Wednesday, May 28, 2008

The Vocoder

In Between Planets by Heinlein, the intelligent dragons who lived on Venus used a “voder” to speak. “Voder” was clearly a contraction of “vocoder,” which itself is a contraction of “voice encoder-decoder.” In The Moon is a Harsh Mistress, Mike, the intelligent computer, used a vocoder.

The vocoder was a real device and a pretty cool gizmo. It took a sound sample and fed it through a series of notch filters, very narrow bandwidth filters, and measured the amplitude of each narrow frequency, making it essentially a device for producing a power spectrum. That’s the encoding part. The decoder essentially reversed the process. If you put enough bands into it, you can get more-or-less recognizable speech out of the decoder, at a small fraction of the bandwidth of full speech.
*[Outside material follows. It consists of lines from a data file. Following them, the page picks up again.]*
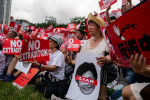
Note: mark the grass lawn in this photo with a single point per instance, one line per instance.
(10, 92)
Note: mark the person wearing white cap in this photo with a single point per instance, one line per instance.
(56, 66)
(97, 45)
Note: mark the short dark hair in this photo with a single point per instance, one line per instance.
(21, 36)
(90, 21)
(57, 47)
(84, 67)
(29, 30)
(81, 31)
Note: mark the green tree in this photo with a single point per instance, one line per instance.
(78, 20)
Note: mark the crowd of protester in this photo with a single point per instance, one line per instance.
(132, 82)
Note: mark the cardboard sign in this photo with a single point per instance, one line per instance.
(72, 26)
(14, 27)
(37, 49)
(85, 83)
(73, 44)
(12, 46)
(106, 3)
(23, 66)
(23, 79)
(131, 36)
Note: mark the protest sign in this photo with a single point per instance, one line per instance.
(130, 37)
(106, 3)
(85, 83)
(103, 15)
(73, 44)
(78, 26)
(72, 26)
(12, 46)
(49, 29)
(23, 79)
(87, 30)
(123, 2)
(37, 49)
(32, 28)
(14, 27)
(23, 66)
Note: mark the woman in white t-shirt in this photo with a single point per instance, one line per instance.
(55, 68)
(96, 45)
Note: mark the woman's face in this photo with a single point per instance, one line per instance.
(79, 35)
(93, 29)
(52, 44)
(87, 88)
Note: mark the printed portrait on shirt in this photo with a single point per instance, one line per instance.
(86, 78)
(25, 64)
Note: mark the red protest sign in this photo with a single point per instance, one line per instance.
(49, 29)
(87, 30)
(103, 15)
(78, 26)
(72, 26)
(37, 49)
(73, 44)
(12, 46)
(106, 3)
(131, 36)
(32, 28)
(123, 2)
(23, 79)
(86, 80)
(14, 27)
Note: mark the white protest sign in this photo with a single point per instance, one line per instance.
(85, 83)
(23, 66)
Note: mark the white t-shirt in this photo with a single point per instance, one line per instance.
(99, 49)
(2, 62)
(58, 60)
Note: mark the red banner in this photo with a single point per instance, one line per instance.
(32, 28)
(86, 80)
(14, 27)
(87, 30)
(103, 15)
(123, 2)
(131, 36)
(12, 46)
(49, 29)
(72, 26)
(23, 79)
(73, 44)
(78, 26)
(106, 3)
(37, 49)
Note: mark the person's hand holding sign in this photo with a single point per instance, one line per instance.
(139, 65)
(103, 60)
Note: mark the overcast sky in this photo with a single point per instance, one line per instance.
(36, 10)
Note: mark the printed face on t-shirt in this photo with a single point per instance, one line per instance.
(87, 88)
(25, 64)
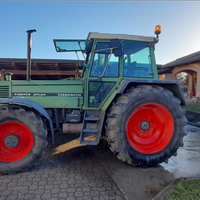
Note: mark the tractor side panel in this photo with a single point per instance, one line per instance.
(50, 94)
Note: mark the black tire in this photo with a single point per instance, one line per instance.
(26, 126)
(121, 112)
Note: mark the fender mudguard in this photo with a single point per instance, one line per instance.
(32, 104)
(172, 86)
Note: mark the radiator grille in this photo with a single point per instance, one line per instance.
(4, 91)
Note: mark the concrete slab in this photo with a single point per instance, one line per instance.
(140, 184)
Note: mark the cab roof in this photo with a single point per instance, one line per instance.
(97, 35)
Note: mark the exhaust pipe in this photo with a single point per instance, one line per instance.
(28, 72)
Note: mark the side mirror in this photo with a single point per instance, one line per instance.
(117, 47)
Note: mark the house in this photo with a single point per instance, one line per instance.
(189, 64)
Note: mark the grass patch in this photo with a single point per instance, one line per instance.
(192, 107)
(187, 189)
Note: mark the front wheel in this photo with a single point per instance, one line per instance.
(23, 139)
(145, 126)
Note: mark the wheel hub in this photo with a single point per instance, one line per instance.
(11, 141)
(145, 125)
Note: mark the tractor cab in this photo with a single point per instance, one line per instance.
(109, 60)
(114, 55)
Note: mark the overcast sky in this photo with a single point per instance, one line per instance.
(180, 22)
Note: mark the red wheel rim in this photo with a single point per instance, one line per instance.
(16, 141)
(150, 128)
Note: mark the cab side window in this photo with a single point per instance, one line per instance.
(101, 59)
(137, 60)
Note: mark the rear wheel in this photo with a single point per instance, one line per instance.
(23, 138)
(145, 126)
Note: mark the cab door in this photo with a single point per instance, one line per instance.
(103, 75)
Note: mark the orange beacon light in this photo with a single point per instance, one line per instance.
(157, 30)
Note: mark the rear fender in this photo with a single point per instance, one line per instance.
(31, 104)
(172, 86)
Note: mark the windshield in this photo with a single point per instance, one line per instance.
(71, 45)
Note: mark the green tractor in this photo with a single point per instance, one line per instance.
(118, 96)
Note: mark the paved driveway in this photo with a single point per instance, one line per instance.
(69, 171)
(72, 171)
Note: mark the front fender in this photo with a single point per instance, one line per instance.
(32, 104)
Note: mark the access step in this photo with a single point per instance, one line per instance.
(91, 130)
(92, 118)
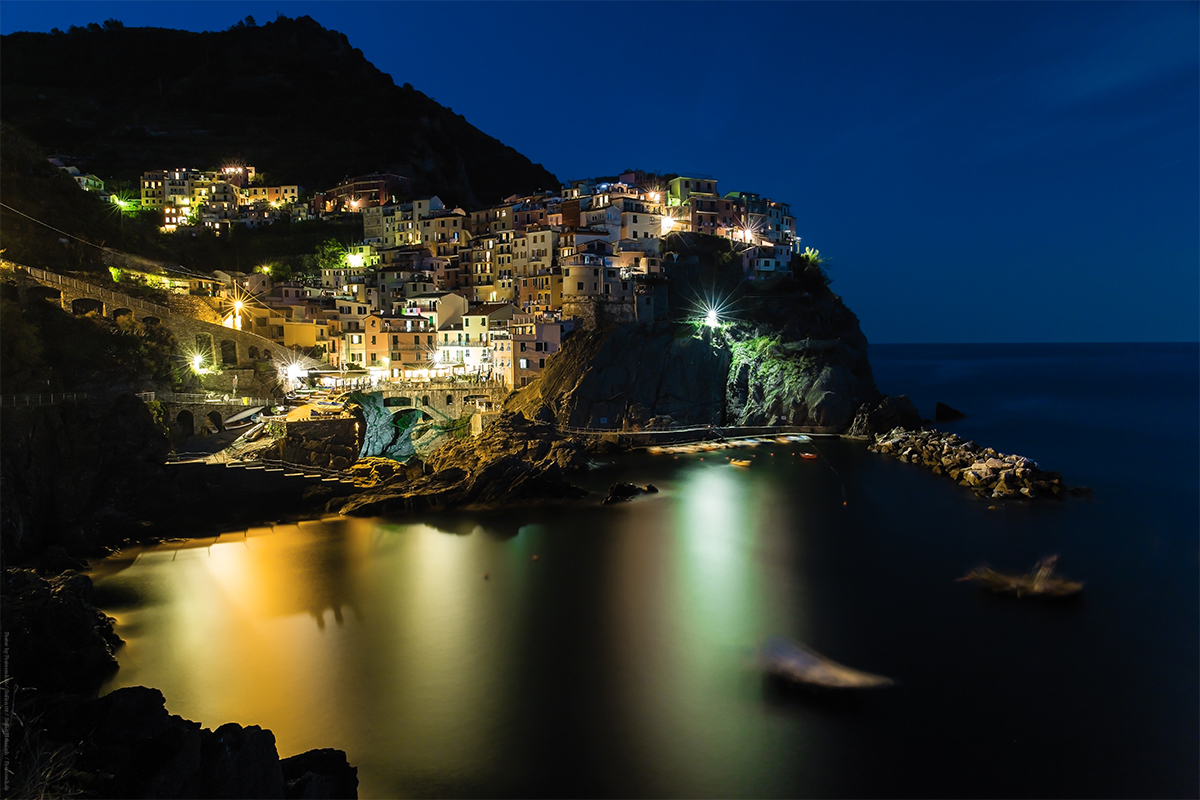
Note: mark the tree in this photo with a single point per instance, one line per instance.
(809, 268)
(330, 256)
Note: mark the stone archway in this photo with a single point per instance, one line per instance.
(228, 353)
(186, 423)
(81, 306)
(205, 348)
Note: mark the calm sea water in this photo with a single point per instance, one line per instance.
(619, 662)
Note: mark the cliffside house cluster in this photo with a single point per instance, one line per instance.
(435, 290)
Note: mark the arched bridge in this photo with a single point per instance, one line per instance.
(448, 398)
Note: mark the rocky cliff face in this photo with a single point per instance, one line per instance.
(79, 475)
(801, 361)
(515, 461)
(630, 376)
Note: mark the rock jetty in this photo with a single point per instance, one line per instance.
(514, 462)
(989, 473)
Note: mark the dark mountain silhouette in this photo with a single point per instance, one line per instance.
(289, 97)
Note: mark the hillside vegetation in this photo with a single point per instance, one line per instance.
(289, 97)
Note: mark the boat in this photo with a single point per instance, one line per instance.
(255, 432)
(243, 419)
(1041, 582)
(792, 661)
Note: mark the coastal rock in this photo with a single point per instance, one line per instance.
(127, 745)
(984, 470)
(319, 775)
(514, 461)
(887, 414)
(81, 475)
(55, 639)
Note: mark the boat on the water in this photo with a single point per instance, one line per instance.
(243, 419)
(793, 661)
(1041, 582)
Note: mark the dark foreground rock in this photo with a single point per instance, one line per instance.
(64, 741)
(515, 461)
(54, 638)
(989, 473)
(127, 745)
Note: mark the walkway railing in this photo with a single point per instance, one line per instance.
(699, 432)
(220, 400)
(42, 400)
(112, 298)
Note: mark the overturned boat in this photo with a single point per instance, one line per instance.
(1039, 583)
(793, 661)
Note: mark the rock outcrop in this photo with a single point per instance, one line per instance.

The trick is that you are tossing out phase information, the connection between each sound frequency, so you never get the sound of real speech out of a vocoder, no matter how many frequencies you segment the sound into. What you get is one of those “robot voices” that you’ve heard in movies and TV since the 50s. You can also twiddle with the playback by changing the nature of the original frequency set, or even imposing a voice envelope onto other sounds. That’s how Disney and Bell Labs TV specials got all those “talking instruments” ‘way back when. I’m not sure about Gerald McBoing-Boing

The unnaturalness of the vocoder output sent sound researchers back to an older vision: vocal tract modeling. I’m told that before the phonograph, there was a lot of interest in “talking machines,” literally, machines that talked like people do, by expelling air through a vocal tract. Vocal tract modeling attempted to do the same thing, only digitally, and it met with about the same success: not much. It sounded okay if restricted to some very amenable phrases (“We were away a year ago”), but more frequently, it was just unintelligible.

Eventually, cheaper hardware, especially memory, came to the rescue. Current speech generators simply look up words in a dictionary, and spit out the correct phonemes, linked together with some special rules. They can sound fairly realistic, provided your idea of realistic speaks with a Swedish accent. Stephen Hawking uses one of these types of speech synthesizers, by the sounds of it, but he has it set to sound more like the old vocoder style of robotic intonation, perhaps to emphasize that it is a robotic voice he’s using, or maybe because Hawking is a bit of a card.

2 comments:

Anonymous said...

There's a banner ad somewhere on the internets that features an animated female head and invites the viewer to type a text message for vocal playback. For some reason I feel compelled to offer the young cartoon lady words that would embarrass all of her ancestors if she ever spoke them aloud. She invariably reads them back in a slightly off kilter mechanical twang. I always laugh, I think because I admire her courage.

James Killus said...

Including her cartoon ancestors? I'm imagining a Betty Boop voice here.